Manfred Pollmann, Vorsitzender des Kreisbehindertenrates, hatte sich gemeinsam mit Gudrun Bokeloh und Matthias Gläser vor dem Stadthäger Schloss getroffen. Sie wollten niemandem einen "Schwarzen Peter" zuschieben, so Pollmann. Doch vor den Umbauarbeiten sei der barrierefreie Zugang des Finanzamtes mustergültig gewesen. Die Neugestaltung liege ein grundsätzlich neuer Servicegedanke zugrunde, sagte Jürgen Siegmann, Leiter des Finanzamtes Stadthagen. Zentralisiert bietet das Amt einen Anlaufpunkt für alle Anliegen. Ob Formular, Auskunft oder Fragen zur Steuererklärung - im Gewölbe werden die Menschen beraten.
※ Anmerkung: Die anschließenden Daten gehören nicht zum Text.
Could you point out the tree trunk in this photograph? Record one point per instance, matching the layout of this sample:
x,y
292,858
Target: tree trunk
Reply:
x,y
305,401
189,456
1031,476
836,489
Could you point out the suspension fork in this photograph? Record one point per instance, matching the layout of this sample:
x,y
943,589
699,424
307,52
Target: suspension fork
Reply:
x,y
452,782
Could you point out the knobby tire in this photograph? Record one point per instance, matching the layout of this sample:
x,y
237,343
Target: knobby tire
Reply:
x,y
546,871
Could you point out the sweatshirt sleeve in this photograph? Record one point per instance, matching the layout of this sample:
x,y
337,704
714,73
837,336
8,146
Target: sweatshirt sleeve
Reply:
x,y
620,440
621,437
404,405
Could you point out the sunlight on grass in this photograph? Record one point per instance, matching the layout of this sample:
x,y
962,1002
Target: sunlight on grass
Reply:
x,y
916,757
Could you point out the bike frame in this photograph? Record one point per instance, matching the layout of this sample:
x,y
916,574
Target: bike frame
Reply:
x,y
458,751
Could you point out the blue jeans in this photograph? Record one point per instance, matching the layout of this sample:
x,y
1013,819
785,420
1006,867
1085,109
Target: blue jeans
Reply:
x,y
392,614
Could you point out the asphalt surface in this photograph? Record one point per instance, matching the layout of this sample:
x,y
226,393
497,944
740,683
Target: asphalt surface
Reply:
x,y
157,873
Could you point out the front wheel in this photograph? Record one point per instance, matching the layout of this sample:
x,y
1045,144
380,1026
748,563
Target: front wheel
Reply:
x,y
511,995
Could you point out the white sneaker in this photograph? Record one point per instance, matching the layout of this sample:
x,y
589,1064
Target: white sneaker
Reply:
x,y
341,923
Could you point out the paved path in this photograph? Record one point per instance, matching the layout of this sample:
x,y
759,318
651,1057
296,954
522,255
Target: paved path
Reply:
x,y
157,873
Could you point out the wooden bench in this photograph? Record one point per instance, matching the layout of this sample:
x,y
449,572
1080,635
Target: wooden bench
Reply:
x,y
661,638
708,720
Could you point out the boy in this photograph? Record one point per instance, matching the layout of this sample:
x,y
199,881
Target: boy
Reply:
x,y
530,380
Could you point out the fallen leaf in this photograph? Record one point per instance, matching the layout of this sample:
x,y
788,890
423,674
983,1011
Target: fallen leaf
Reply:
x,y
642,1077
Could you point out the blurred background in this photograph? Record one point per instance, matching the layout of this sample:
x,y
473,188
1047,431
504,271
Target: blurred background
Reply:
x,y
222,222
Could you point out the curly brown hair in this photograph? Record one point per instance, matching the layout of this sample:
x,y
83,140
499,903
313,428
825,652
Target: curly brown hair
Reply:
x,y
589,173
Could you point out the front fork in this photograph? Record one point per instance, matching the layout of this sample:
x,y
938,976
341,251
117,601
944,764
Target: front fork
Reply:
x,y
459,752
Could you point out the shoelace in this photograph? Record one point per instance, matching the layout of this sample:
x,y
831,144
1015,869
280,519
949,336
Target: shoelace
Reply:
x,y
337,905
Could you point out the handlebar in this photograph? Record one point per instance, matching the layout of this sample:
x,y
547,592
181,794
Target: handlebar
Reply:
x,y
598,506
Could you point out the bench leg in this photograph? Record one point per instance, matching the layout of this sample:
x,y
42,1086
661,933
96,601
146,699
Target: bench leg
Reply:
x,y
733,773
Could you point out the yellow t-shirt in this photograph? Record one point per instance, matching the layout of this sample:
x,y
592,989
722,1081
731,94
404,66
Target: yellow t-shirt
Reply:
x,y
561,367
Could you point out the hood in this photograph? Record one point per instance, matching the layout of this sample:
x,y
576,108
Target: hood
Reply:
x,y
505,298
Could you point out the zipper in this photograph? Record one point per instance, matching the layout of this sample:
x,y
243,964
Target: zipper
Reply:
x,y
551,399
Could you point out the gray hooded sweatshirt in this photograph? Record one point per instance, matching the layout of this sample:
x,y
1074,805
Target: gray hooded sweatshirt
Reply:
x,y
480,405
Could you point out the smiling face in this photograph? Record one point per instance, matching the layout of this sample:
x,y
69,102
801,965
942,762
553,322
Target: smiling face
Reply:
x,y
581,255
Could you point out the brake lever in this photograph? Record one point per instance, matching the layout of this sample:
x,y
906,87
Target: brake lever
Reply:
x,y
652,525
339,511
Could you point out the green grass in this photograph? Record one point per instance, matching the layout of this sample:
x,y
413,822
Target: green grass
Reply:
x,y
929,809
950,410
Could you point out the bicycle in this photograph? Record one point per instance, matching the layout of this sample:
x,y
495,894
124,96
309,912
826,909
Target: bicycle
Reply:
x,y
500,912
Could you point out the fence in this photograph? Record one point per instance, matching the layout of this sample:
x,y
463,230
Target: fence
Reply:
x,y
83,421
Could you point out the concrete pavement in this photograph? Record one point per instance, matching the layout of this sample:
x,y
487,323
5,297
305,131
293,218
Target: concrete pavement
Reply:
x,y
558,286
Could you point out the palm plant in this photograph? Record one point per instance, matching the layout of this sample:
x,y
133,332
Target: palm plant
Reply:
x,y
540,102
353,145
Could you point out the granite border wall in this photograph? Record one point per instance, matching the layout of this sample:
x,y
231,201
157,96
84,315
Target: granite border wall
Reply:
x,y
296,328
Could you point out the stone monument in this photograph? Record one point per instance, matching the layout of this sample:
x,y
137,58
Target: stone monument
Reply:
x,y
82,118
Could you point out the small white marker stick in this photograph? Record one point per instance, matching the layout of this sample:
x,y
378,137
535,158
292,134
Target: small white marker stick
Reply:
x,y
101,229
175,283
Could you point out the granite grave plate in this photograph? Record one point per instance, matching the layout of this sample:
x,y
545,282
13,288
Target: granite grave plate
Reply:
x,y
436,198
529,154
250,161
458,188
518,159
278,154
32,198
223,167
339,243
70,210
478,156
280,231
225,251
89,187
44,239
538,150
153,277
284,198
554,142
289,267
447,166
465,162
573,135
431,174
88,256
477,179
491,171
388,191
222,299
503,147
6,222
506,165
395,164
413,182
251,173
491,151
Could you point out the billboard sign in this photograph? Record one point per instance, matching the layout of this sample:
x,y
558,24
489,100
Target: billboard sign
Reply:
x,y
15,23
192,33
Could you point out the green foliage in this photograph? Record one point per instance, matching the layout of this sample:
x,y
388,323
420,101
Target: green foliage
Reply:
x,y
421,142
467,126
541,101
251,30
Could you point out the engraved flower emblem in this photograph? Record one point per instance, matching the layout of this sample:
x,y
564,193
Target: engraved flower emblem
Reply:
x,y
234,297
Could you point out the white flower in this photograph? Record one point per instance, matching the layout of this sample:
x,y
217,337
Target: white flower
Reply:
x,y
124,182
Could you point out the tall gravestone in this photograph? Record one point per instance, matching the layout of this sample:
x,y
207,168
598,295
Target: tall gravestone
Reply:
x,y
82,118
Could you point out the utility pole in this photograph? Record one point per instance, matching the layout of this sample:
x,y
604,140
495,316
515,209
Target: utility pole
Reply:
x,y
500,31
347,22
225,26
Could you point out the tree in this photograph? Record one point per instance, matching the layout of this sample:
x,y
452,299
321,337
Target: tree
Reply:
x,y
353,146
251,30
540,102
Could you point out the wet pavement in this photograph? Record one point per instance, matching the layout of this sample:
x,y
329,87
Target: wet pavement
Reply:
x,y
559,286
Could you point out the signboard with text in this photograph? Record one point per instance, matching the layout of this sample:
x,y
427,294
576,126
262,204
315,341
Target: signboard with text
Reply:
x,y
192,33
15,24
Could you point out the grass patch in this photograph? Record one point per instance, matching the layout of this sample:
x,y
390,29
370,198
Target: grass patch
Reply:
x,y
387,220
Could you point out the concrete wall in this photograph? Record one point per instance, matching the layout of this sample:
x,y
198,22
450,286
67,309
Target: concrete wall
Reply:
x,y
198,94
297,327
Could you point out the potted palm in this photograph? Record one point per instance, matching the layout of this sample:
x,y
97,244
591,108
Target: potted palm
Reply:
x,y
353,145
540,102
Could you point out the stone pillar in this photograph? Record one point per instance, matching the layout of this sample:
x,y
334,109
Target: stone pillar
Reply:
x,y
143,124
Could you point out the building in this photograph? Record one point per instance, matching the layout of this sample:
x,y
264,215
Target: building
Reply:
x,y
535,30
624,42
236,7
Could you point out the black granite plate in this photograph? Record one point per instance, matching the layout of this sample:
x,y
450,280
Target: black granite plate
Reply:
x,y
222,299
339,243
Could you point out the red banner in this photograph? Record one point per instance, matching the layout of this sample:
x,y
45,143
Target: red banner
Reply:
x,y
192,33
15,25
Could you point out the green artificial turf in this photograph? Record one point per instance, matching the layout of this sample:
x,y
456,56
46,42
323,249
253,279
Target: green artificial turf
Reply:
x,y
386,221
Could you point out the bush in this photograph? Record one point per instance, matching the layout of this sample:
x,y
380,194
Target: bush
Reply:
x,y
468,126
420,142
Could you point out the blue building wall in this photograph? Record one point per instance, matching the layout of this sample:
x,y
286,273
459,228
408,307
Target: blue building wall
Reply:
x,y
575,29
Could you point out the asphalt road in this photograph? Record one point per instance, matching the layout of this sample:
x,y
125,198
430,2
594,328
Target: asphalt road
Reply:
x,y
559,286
Durch mannshohe Trennwände geschützt gibt es mehrere Serviceplätze, an denen die einfachen Anliegen besprochen werden. Zwei Separees gewähren bei zeitintensiven Beratungen oder schwierigen Sachverhalten etwas mehr Schutz. Datenschutz und Datensicherheit seien zudem der Hauptgrund für die Zentralisierung im Finanzamt. So sei der zuvor täglich Personenstrom im Amt eingegrenzt.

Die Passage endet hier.